不成想他到的不是時候,正趕上他們在河邊冒雨祭祀。祭司遠遠地看了他一眼沒有作聲,無夷便也站在屋檐下方避雨,遙遙看著那邊的情況。不知為何,他心中沒來由地十分緊張。
他早年時常游歷,看了一會兒便看出名堂來,這怕是在請河神。
當然,這并非是要將真正的河神請出來,而是要請來河神的替身。人們在儀式開始后從河中撈起的第一個物品便是河神的替身,能夠代表河神傳達人們的意愿,
由祭司將河神請上神殿,率眾跪拜祈禱。若所禱之事三日之內應驗,人族部落會大肆祭拜,奉上祭品以示崇敬。若不見效,便要著人前來辱罵、鞭打,脅迫河神滿足其心愿。十日之內再不見效,則要將“河神”扔進河中,重新做法請神。
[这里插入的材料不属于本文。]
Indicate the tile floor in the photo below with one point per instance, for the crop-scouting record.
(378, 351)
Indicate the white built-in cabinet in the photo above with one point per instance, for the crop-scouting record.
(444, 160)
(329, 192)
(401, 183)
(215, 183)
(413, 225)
這法子倒也確有效驗。因為河神的神力會覆蓋在身處河中的所有物件,河神得以知曉河中萬事萬物,人們也能依靠這些東西與河神溝通。神的全知全能,往往也來源于此。
此法成功的關鍵便在于人們請求的正當性。河神的本職是調節河令,護佑人族。若人們的愿望并不合理,河神可置之不理,施以懲戒。可若是河神瀆職,自然可以通過人族氣運責令河神。
氣運無形,卻也有形。若人族對河神不滿,久不誠心供奉,那河神便也只是一個普通的神,無法再掌管黃河。
忽然,圍著篝火載歌載舞的人們停下來,虔誠地面朝河水跪拜。另有兩個體型壯碩身上圍著獸皮的大漢拖著巨大的漁網,忽而將漁網撒入河中,待三息過后怒喝一聲收網。
祭司口中默誦,周圍的百姓俱都屏息斂目,不敢聲張。忽而,無夷察覺到什么,有些驚訝地看向網中帶著河神神力的魚兒,正是那條被自己放生的五彩條紋魚。
只可惜命不太好,還沒有被放生多長時候,就游到這里來被人抓個正著。
無夷有些意味不明地盯著那條魚,而此時頭一網就撈到河神替身的人們也極為興奮,小心地將這條彩魚放在陶罐里。祭司端著陶罐,被眾人簇擁著往神殿中去,無夷遠遠跟上他們。
他的發色和裝扮都異于常人,又未曾失禮,因而這個部落的人便沒有管他。
待眾人焚香禱告后,首領和祭司才出來問話。
首領很是恭敬,俯身問道:“不知道長從何而來?”
無夷行禮后說道:“貧道自弘農部落前往神農部落,如今正是返程。誰料天降暴雨,這才停留在此處避雨。不想碰上你們祭祀河神,便在此駐足。”
首領和祭司對視一眼,聽說他去過神農部落,一時更熱情了些。首領笑道:“這里茅檐草舍,若您不介意,在此歇息便是。您途徑此處本該一盡地主之誼,只是部落如今正有大事,失禮之處還望海涵。”
無夷心知肚明是何事,只是……他總覺得這大雨只怕印證了先前的推測,頗有些不詳征兆。他斟酌一番,說道:“說起此事,貧道也只好多嘴。”
他將弘農部落如今的境遇和自己的推測說出口,末了又真誠建議他們早做打算。這話聽得首領和祭司面面相覷,連忙辭別無夷與部落人商議。
他們并不覺得無夷會騙人,有史以來還從未聽過無冤無仇時道長去坑害小部落的情況。況且先前祭司已然感到有些不妙,只是為了不引起人心浮動才不曾說出。現下此事被無夷指出,兩人也不敢再拖延下去。
待他們走后,無夷才將目光放在殿上被供奉的魚兒身上。無夷探究地看著神殿中的五彩魚,它身上的河神神力比起初見時已越發強盛,這并不像是不小心沾染上的。而感應到河神到來的五彩條紋魚也激動起來,在窄小的陶罐中瘋狂掙扎。"